The Detroit Tigers signed Roberts for the 1998 season, before trading him to the Oakland Athletics. While Roberts' batting average dropped in his final season, he remained a reliable offensive player, maintaining a .340 OBP.

In 1202 games over 12 seasons, Roberts posted a .294 batting average (1220-for-4147) with 663 runs, 203 doubles, 31 triples, 30 home runs, 352 RBI, 264 stolen bases, 396 bases on balls, .358 on-base percentage and .380 slugging percentage. He finished his career with a .976 fielding percentage. In 16 postseason games, he hit .246 (15-for-61) with 4 runs, 5 doubles, 5 RBI, 3 stolen bases and 5 walks.

==Other work==
Roberts has worked for NBC Sports Bay Area as co-host for the Oakland Athletics pre-game telecasts.

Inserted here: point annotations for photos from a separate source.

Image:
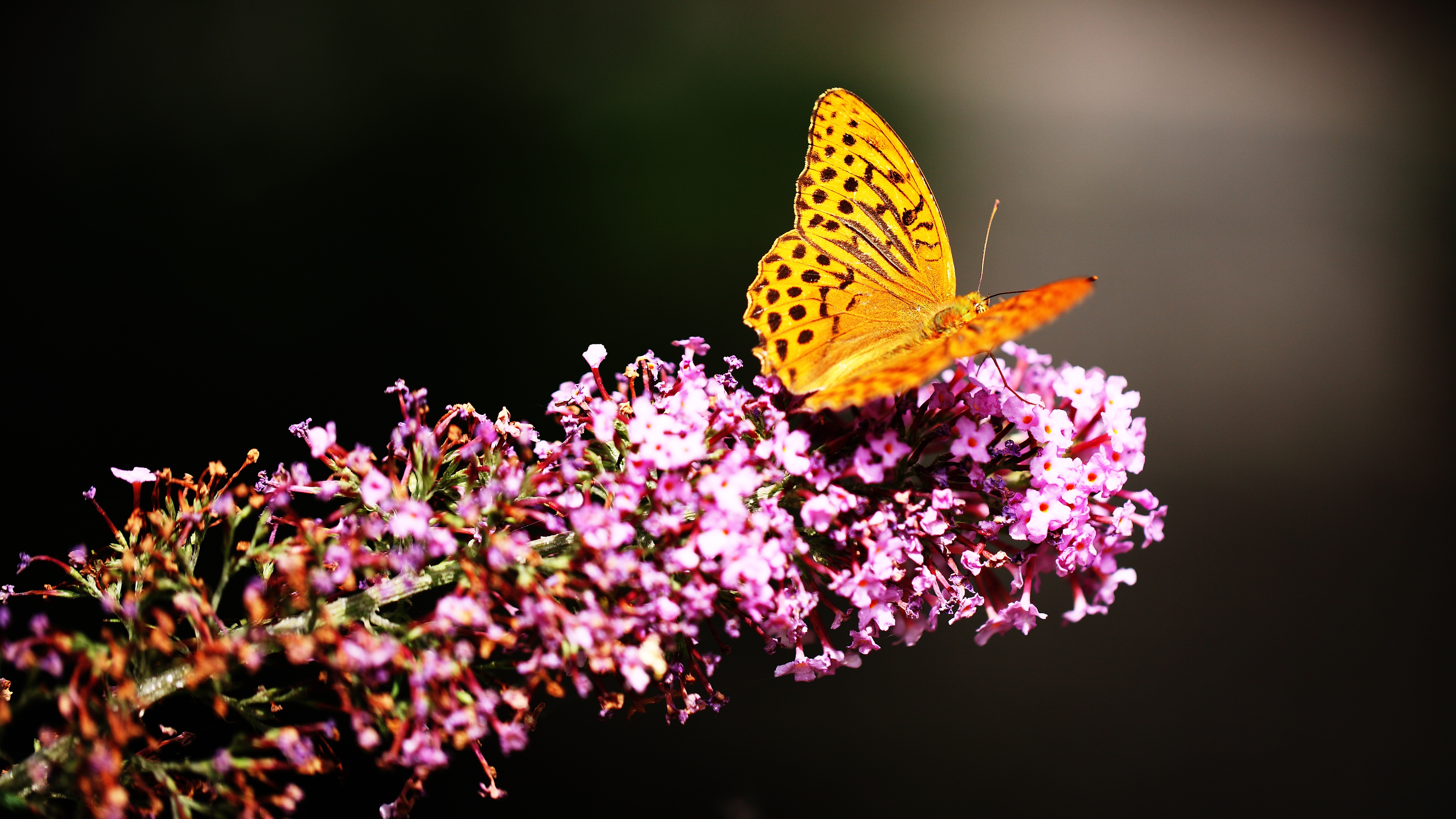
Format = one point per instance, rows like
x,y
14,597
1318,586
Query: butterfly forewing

In 2008, Roberts took over as the head coach for the Skyline High School baseball team in Oakland, California.

He was an assistant coach to the Academy of Art Urban Knights NCAA Division II PacWest baseball program from 2010–2012.

Aside from his work in the broadcast booth, Roberts has donated his time to the Students Rising Above Foundation, which helps low-income, at-risk Bay Area kids overcome obstacles.

In July 2024, Roberts expressed interest in possibly running for office to become Mayor of Oakland, California, should the recall of current Mayor Sheng Thao proceed.

==Personal life==
Roberts is the nephew of former NFL player Roy Shivers.